Social Status and diabetes
Diabetes - here meaning type 2 diabetes - first appeared as a disease of the rich in ancient India and then in the West. Increasing affluence has seen diabetes migrate down the social scale in affluent societies, in which obesity and "diabesity" are now more common in deprived sections of the community.
In less affluent countries diabetes has made its greatest impact upon town-dwellers and wealthier segments of the population, a process sometimes referred to as coca-colonization, so that it might be said that diabetes is a now a disease of the poor in rich countries and of the rich in poor countries.
Diabetes is more common in some socially disadvantaged communities, particularly when low social status is associated with discrimination based upon ethnicity, culture or lifestyle. This is frequently linked to poor access to health care and advice, resulting in increased morbidity and mortality.
Demographics and diabetes
Figure 2. Median age across the globe.Many factors influence the impact of diabetes upon a population including wealth, lifestyle, ethnicity, and increasing age. Regions with ageing populations are seeing a corresponding increase in the prevalence of diabetes and other age-related conditons.
Economic costs of diabetes
These can be divided into direct and indirect costs. Direct costs are those directly attributable to management of the condition, including medical costs, medication costs and the cost of hospitalization. Indirect costs are more difficult to estimate and include loss of productive employment due to illness, and the impact of diabetes upon carers and family.
In many social systems the direct costs are covered by state or private health insurance, but within such societies - including the USA - the burden can be heavy for those not covered by such schemes. In other countries the cost of diabetes is largely met by the patient, and medications such as insulin may be unaffordable for poorer members of the community.
Most estimates of the costs of diabetes are based upon direct costs, and are derived from modelling. Modelling exercises make certain key assumptions as to, for example, the prevalence of diabetes and the contribution of diabetes to the health costs of affected individuals. Not surprisingly, estimates of the costs of diabetes vary widely both within given societies, such as the USA, and from one social system to another. Furthermore, there is an understandable tendency for groups involved in lobbying, such as patient organizations, to cite the higher estimates in the attempt to raise public awareness of the condition they represent.

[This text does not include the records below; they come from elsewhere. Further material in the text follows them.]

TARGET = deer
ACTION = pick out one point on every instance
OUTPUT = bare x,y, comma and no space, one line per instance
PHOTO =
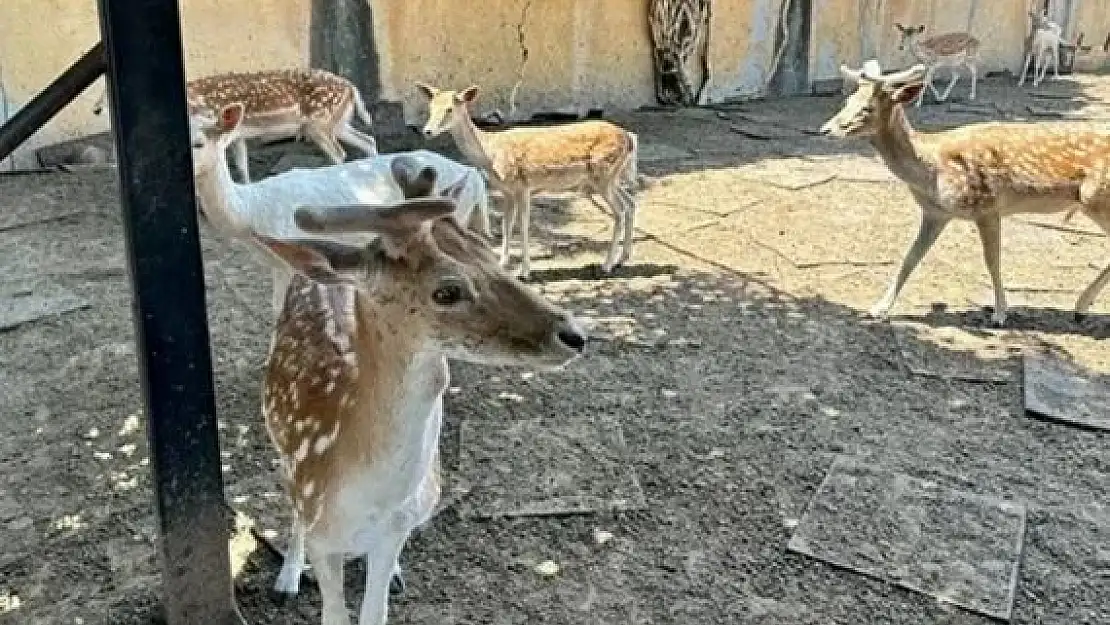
980,172
951,50
1045,42
284,103
596,157
266,207
359,363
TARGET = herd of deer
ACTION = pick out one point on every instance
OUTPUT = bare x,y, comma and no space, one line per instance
383,266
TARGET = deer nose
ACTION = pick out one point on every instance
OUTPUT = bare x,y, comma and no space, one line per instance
572,338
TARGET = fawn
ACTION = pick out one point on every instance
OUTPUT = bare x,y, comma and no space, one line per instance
949,50
353,387
979,172
593,155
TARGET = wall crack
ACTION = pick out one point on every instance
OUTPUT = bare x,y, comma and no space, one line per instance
521,36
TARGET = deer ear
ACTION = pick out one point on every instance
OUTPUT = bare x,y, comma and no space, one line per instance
324,261
907,93
470,94
231,117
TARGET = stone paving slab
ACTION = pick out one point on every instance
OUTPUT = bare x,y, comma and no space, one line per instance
1058,391
541,466
960,547
967,358
651,152
786,173
28,305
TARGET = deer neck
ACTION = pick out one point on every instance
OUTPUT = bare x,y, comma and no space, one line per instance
473,143
920,52
220,199
901,150
399,394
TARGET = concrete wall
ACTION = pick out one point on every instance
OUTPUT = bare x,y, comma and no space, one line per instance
579,53
40,38
853,30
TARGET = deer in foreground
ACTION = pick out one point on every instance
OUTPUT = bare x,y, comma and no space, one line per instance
951,50
353,387
284,103
596,157
266,207
1043,46
980,172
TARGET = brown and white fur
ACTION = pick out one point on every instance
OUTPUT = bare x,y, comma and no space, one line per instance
265,207
286,103
979,172
950,50
594,157
353,389
1043,46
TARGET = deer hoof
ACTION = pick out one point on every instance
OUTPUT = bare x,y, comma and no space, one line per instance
879,311
998,319
397,584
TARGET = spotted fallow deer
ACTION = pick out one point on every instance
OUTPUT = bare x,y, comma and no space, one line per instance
950,50
1042,47
596,157
286,103
266,207
980,172
353,387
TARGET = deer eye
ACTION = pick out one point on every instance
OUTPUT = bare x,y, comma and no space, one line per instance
448,294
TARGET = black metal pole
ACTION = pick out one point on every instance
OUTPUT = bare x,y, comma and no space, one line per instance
147,90
36,113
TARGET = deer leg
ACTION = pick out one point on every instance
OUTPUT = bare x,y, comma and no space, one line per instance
289,580
242,163
928,81
616,207
507,224
1025,69
380,566
990,235
360,140
951,83
524,205
329,570
930,228
629,223
478,219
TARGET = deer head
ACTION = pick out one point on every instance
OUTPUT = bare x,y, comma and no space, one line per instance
877,94
211,133
431,279
908,34
446,109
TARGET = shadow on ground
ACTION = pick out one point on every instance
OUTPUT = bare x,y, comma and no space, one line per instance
734,397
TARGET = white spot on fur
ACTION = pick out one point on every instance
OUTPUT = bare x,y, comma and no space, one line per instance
324,442
302,452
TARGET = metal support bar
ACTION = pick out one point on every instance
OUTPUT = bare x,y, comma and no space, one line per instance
36,113
147,90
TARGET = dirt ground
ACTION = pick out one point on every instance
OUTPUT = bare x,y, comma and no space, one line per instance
732,364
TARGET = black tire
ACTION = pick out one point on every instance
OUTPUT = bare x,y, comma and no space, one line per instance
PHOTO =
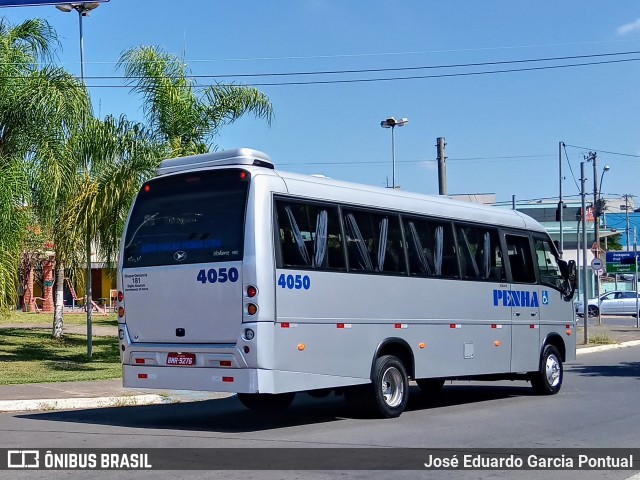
266,401
548,379
390,387
430,385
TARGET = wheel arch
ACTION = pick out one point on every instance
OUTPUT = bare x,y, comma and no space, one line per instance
399,348
556,340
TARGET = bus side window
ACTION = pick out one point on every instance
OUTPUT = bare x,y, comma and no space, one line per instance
310,236
520,260
374,242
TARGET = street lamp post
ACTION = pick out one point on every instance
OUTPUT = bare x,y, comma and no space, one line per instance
392,123
83,9
598,208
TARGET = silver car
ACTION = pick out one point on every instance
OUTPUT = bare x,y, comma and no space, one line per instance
612,303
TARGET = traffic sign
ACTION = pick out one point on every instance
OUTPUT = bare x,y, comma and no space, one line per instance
621,262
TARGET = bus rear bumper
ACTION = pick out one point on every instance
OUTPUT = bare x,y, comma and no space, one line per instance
245,380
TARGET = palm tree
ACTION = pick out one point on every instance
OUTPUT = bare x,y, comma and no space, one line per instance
187,122
111,159
38,106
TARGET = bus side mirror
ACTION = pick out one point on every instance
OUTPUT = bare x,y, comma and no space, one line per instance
569,273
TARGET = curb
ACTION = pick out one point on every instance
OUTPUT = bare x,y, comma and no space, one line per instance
50,404
8,406
602,348
75,403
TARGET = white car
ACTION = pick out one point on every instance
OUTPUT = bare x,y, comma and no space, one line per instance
612,303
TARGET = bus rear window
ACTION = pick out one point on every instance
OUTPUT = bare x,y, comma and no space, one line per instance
188,218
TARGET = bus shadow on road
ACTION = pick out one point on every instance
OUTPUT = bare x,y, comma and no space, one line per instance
227,415
626,369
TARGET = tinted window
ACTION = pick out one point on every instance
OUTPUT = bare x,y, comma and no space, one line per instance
189,218
548,264
430,247
479,253
520,261
374,242
309,236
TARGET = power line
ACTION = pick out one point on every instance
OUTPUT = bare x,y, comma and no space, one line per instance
564,145
391,69
605,151
381,79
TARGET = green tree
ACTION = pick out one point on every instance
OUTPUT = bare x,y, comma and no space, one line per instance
38,107
110,159
187,121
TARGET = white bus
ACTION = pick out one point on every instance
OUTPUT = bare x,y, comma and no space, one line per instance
236,277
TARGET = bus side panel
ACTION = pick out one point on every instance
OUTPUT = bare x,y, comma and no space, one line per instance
259,265
336,324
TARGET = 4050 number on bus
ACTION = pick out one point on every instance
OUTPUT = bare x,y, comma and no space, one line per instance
297,282
218,275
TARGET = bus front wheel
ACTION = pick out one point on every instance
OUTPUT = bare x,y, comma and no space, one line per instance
266,401
548,379
430,385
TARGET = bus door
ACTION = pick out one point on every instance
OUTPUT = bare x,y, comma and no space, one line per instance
525,304
553,307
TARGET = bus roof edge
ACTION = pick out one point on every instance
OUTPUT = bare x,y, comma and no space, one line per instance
237,156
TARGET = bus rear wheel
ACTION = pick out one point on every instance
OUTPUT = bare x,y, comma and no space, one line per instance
266,401
390,387
548,379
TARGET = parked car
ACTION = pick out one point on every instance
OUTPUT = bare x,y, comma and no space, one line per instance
612,303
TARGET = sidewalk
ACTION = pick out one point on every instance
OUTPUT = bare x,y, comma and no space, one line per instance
110,393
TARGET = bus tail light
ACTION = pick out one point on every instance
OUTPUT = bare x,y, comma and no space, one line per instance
249,334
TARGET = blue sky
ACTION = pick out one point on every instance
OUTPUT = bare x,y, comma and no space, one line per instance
502,130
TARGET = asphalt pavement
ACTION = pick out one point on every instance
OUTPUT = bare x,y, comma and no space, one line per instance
110,393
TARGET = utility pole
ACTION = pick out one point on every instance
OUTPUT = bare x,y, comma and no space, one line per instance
593,158
626,211
560,204
583,180
442,166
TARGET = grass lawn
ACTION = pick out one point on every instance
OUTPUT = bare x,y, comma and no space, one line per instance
32,356
46,319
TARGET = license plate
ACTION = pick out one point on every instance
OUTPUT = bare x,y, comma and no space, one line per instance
181,359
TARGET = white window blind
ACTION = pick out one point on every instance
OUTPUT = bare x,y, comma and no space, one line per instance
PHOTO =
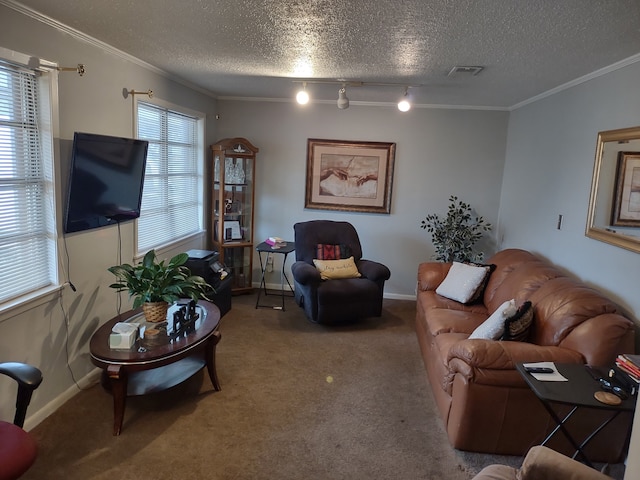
27,232
171,199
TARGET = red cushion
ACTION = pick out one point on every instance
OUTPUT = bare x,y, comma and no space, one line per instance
17,451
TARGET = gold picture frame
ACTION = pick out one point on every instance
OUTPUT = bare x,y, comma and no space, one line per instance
626,198
349,176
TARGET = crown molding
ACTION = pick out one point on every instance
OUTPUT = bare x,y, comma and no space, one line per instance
78,35
590,76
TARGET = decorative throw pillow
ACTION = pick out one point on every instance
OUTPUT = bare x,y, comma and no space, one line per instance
462,282
332,269
493,327
477,295
518,327
332,252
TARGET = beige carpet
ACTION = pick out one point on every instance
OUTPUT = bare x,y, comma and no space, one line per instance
298,401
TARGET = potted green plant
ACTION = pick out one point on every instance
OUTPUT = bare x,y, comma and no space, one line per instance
455,235
155,284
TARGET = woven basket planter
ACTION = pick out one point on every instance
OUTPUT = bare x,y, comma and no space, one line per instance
155,311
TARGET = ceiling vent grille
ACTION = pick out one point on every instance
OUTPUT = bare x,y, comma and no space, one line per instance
465,70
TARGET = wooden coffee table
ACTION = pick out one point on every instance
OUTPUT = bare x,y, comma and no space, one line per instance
140,371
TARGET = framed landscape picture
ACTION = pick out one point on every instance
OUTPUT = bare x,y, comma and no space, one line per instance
349,176
626,197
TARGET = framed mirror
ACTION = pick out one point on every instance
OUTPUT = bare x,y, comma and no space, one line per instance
614,203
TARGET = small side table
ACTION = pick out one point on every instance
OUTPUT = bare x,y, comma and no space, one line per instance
264,247
578,393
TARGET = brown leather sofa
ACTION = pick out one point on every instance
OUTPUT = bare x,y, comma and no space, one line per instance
484,402
542,463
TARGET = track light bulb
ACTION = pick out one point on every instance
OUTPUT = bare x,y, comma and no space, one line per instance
343,101
302,97
404,105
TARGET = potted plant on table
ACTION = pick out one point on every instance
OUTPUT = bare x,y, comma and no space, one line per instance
455,235
155,284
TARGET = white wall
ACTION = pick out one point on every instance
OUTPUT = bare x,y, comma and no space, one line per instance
549,164
439,153
92,103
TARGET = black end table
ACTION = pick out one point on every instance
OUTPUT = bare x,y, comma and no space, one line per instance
285,250
578,392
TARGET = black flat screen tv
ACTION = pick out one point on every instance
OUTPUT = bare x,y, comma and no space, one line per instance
105,181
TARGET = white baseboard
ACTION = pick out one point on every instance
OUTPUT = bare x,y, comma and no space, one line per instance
88,380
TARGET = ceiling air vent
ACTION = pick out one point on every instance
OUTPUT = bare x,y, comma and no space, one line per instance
465,70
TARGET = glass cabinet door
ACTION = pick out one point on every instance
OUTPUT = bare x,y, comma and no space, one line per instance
233,205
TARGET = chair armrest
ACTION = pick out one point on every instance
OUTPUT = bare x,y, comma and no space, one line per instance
503,355
26,375
373,270
29,378
305,274
542,463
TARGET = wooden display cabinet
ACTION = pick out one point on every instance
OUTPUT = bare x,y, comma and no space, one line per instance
233,188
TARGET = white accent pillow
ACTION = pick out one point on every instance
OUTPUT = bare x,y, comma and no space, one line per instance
493,327
462,281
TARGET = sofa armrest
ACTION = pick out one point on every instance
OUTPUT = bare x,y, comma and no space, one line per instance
500,355
374,271
542,463
305,274
431,274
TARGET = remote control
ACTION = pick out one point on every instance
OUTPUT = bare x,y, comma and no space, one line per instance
539,369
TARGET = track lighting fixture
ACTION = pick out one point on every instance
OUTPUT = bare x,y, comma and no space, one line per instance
302,97
343,101
404,105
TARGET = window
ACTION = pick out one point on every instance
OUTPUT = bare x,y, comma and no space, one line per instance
27,213
172,200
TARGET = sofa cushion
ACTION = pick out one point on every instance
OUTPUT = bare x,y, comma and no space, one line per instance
518,327
333,269
446,320
463,281
479,293
493,327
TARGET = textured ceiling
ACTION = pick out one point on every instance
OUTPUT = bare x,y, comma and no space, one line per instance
255,48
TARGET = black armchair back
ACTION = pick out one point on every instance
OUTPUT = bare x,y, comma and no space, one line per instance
338,300
309,234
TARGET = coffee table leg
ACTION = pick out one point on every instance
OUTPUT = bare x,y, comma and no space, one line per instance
210,358
118,378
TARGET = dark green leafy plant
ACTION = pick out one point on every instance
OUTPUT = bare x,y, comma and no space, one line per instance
153,281
455,235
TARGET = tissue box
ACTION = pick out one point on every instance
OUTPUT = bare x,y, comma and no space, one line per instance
123,336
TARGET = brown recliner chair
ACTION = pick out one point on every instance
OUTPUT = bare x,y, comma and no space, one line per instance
18,449
338,300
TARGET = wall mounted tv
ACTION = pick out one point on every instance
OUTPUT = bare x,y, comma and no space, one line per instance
105,181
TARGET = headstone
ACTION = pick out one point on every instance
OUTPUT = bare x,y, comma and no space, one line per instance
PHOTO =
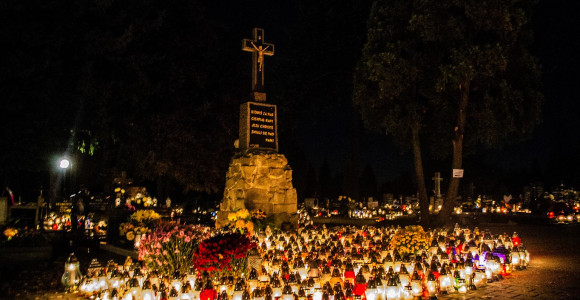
3,210
309,202
437,179
258,126
258,177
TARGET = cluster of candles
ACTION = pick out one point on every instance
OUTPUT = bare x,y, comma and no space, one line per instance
342,263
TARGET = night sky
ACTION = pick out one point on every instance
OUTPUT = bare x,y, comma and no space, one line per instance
310,79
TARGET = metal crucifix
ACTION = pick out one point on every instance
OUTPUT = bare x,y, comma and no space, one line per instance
258,48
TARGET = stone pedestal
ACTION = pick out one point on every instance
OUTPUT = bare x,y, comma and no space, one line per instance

Notwithstanding these cautions, it is undeniable that diabetes contributes in the region of 5-10% of total health costs in many developed health care systems.
People live in communities or social networks within larger societies, and their ability to manage diabetes effectively will inevitably be affected by the attitudes and expectations of those around them.
These attitudes can determine the level of social support, and the ability of the person concerned to work, marry, and function effectively. The structure and organization of the wider society within which they live will largely determine their possibilities of access to effective health care.
Health care workers too often view people with diabetes in isolation from their background, expectations and aspirations. Sensitivity to such issues cannot really be taught but must nonetheless be learned by all those who wish to manage diabetes effectively.